Objective:
The goal of this project is to create a smooth connection between AWS S3 and Salesforce Data Cloud using a pipeline event. This integration is designed to incorporate unstructured data from AWS S3 into the Data Cloud Vector Database. After the data is indexed in the vector database, Agent Force is utilized to query the data, allowing for efficient retrieval and response generation. This solution improves data management and query performance for unstructured data, offering deeper insights and easier access to information.
KeyFeatures:
Automated Data Ingestion:
Data Embedding in Vector Database:
Indexing for Enhanced Search:
Integration with Agent Force:
Establishing a Notification Pipeline for Data Transfer Between AWS S3 and Salesforce Data Cloud
1. Create a connection to a blob store(aws), in Data Cloud Admin Page :
To connect AWS S3 with Salesforce Data Cloud, begin by setting up a connection to the blob store (AWS S3) via the Data Cloud Admin Page. This entails entering information such as the S3 bucket name, access key, and secret key, which enables secure access to the data stored in AWS S3. This connection allows Data Cloud to fetch and handle files from the designated S3 bucket for additional processing.
Note: please click to enlarge the image
2.Create a connection to a blob store(aws), in Data Cloud Admin Page :
In order to store and manage unstructured data in Salesforce Data Cloud, you need to create a UDLO (Unstructured Data Lake Object).
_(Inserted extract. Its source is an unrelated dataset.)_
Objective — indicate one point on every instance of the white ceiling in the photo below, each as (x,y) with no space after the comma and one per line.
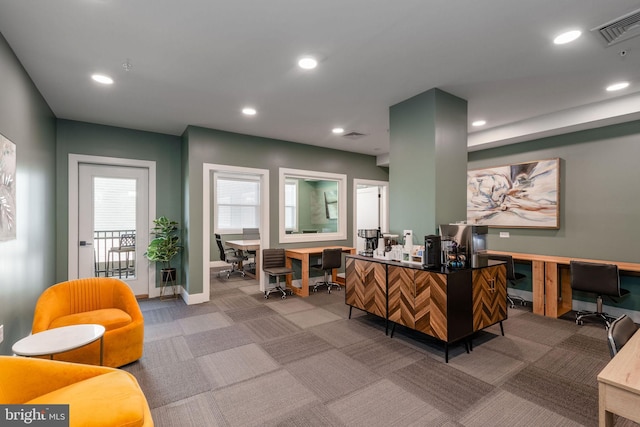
(198,62)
A UDLO acts as a container for unstructured data imported from AWS S3. It defines the structure and schema for how the data will be stored, allowing Data Cloud to index and organize the data for easy querying and analysis.
3.In the External blob store(Aws s3) setup notification to datacloud.
In order to receive real-time notifications from Amazon S3 to Salesforce Data Cloud when unstructured data changes, you need to set up a file notification pipeline. This involves creating a connected app in Salesforce with OAuth settings, generating a private-public key pair, and configuring AWS resources such as IAM roles, S3 buckets, AWS Lambda functions, and Secrets Manager. The Lambda function manages file change events in the S3 bucket and triggers notifications to the Data Cloud whenever new data is added, updated, or deleted. Finally, an installer script is provided to automate the setup, ensuring seamless integration between S3 and Data Cloud for data synchronization.
4.Upload Unstructured Data:
To transfer data from AWS S3 to Salesforce Data Cloud, you need to upload the unstructured data files to the specified S3 bucket. This action will trigger an event notification pipeline, which enables Data Cloud to detect the newly added files. Once the files are uploaded, the data will be automatically processed and integrated into the Unstructured Data Lake Object (UDLO) in the Data Cloud. This will make the data ready for indexing and querying.
5.Verify that the UDLO shows newly uploaded files
After uploading the unstructured data files to the AWS S3 bucket, please verify that the Unstructured Data Lake Object (UDLO) in Salesforce Data Cloud reflects the newly added files. To do this, navigate to the Data Cloud interface and check the UDLO for the latest entries. This confirmation ensures that the data ingestion process was successful and that the files are correctly indexed and available for querying and analysis within the Data Cloud environment.
Once we verify that all chunk data and indexing processes are functioning correctly, the unstructured data is ready for querying through Agent Force.
Querying Embedded Unstructured Data with Agent Force :
When using the Agent Force feature, it utilizes an Apex-based agent actions flow to search within the system. This flow queries unstructured data and generates a response using AI. The results are then displayed in the Agent Force window, providing users with relevant insights.